Extended ATX対応のミドルタワー「MasterBox 5」
MasterBox 5の色違いモデル
赤のカラーリング採用の「MasterBox 5T」

ラジエータ一体型水冷CPUクーラー

ラジエータ一体型の水冷CPUクーラー。型番はまだ付けられていない

 こちらは、水冷ヘッド、ポンプ、ラジエータが一体型となった、水冷CPUクーラーのコンセプトモデル。

 ラジエータ部分が90度回転するギミックを備え、トップフロー、サイドフローどちらの形状でも利用できるようになっている。小型ケースなどでの利用を想定しているという。開発中でまだ型番も付けられておらず、発売時期や価格も未定だ。

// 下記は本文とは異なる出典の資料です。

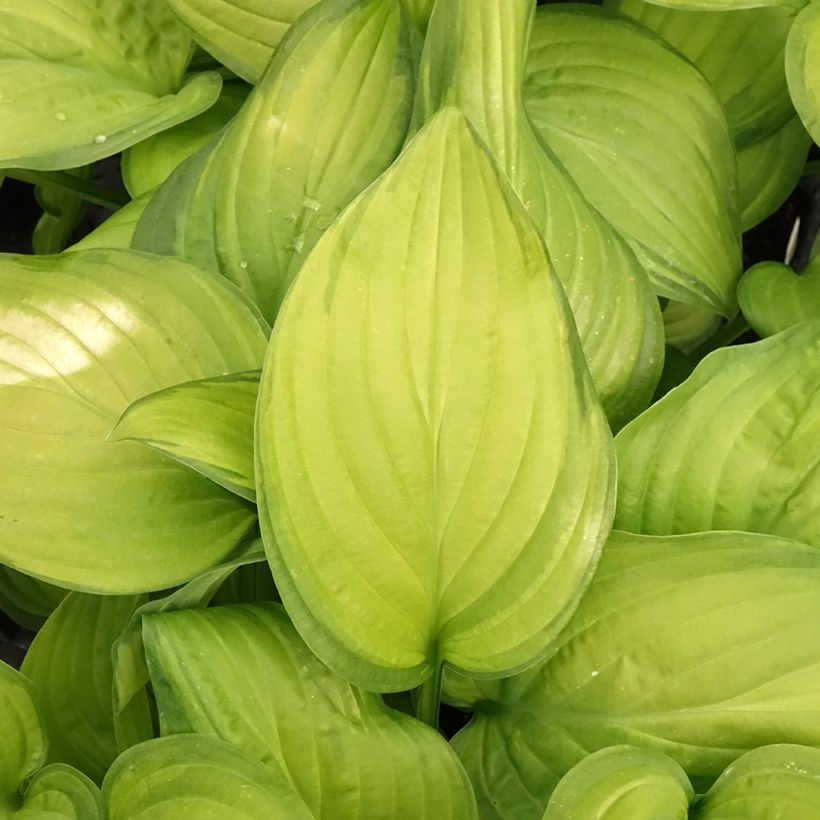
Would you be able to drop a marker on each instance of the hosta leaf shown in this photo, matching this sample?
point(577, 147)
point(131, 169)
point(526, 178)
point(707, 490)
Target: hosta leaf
point(732, 448)
point(83, 79)
point(474, 59)
point(27, 600)
point(242, 34)
point(149, 163)
point(803, 67)
point(622, 783)
point(783, 778)
point(740, 52)
point(433, 468)
point(206, 424)
point(329, 116)
point(130, 672)
point(773, 297)
point(118, 230)
point(242, 674)
point(27, 791)
point(769, 170)
point(695, 646)
point(196, 777)
point(85, 335)
point(645, 137)
point(70, 664)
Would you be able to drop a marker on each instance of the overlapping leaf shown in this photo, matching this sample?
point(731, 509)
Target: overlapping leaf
point(70, 664)
point(329, 115)
point(803, 67)
point(474, 59)
point(646, 139)
point(192, 776)
point(85, 335)
point(243, 675)
point(433, 468)
point(622, 783)
point(83, 79)
point(28, 790)
point(242, 34)
point(695, 646)
point(206, 424)
point(733, 448)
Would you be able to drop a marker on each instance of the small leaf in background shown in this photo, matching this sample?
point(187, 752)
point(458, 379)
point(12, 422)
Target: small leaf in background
point(28, 790)
point(328, 117)
point(695, 646)
point(81, 80)
point(130, 672)
point(149, 163)
point(733, 448)
point(434, 471)
point(242, 34)
point(803, 67)
point(474, 58)
point(70, 664)
point(243, 675)
point(773, 297)
point(781, 780)
point(84, 335)
point(646, 139)
point(27, 600)
point(622, 783)
point(188, 775)
point(205, 424)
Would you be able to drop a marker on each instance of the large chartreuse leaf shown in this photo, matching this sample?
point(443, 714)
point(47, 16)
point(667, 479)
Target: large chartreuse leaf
point(433, 468)
point(773, 297)
point(83, 335)
point(197, 777)
point(206, 424)
point(242, 34)
point(645, 137)
point(781, 781)
point(70, 663)
point(28, 790)
point(732, 448)
point(622, 783)
point(27, 600)
point(83, 79)
point(740, 52)
point(803, 67)
point(474, 58)
point(242, 674)
point(130, 671)
point(329, 115)
point(695, 646)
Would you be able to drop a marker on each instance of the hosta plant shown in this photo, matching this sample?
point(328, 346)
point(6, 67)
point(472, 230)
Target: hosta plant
point(408, 440)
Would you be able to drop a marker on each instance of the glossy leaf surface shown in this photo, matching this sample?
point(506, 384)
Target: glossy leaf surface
point(732, 448)
point(433, 468)
point(85, 335)
point(206, 424)
point(644, 136)
point(329, 116)
point(242, 674)
point(196, 777)
point(773, 297)
point(803, 67)
point(70, 664)
point(474, 59)
point(242, 34)
point(83, 79)
point(783, 779)
point(694, 646)
point(622, 783)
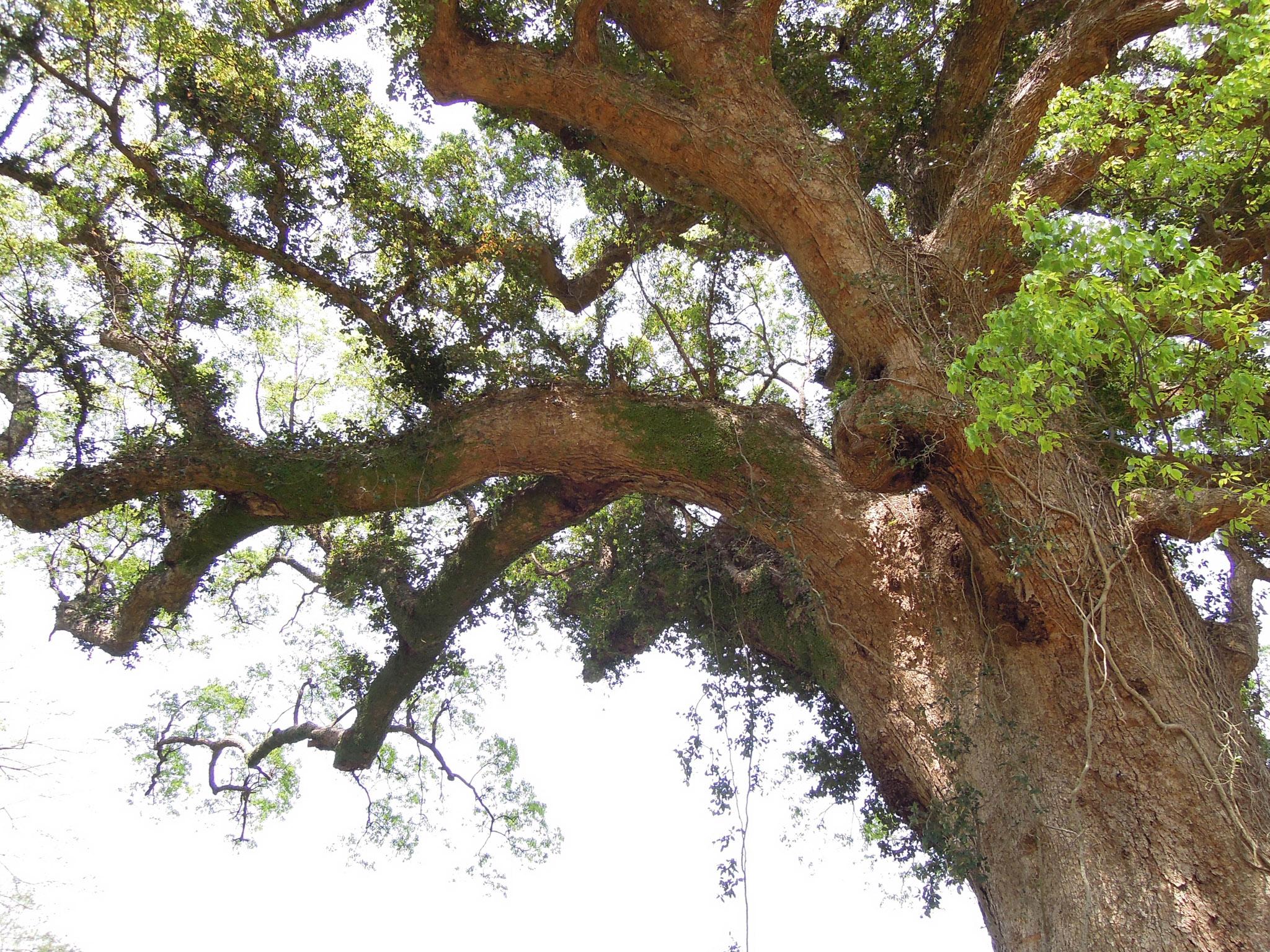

ラジエータは90度回転し、トップフロー、サイドフローどちらでも利用できる
薄型ケースなどでの利用を想定

自社開発キー採用のフルカラーLEDキーボード

フルカラーLED搭載キーボード「MasterKey」シリーズ。サイズの異なる3モデルを用意

 キーにフルカラーLEDを内蔵する「MasterKey」シリーズのキーボードも展示。

 こちらは、メカニカルキーに限りなく近い打鍵感と、メンブレンキー同等の低コストを両立する、自社開発の「Mem-Chanical」キーを採用しているという。メカニカルキーのような、やや軽めという印象もあったが、明らかにメンブレンキーとは異なる打鍵感で、メカニカルキーにかなり近いと感じた。

 また、フルカラーLEDは発色パターンや色などを専用アプリで自在にカスタマイズ可能となっている。発売時期や価格は未定。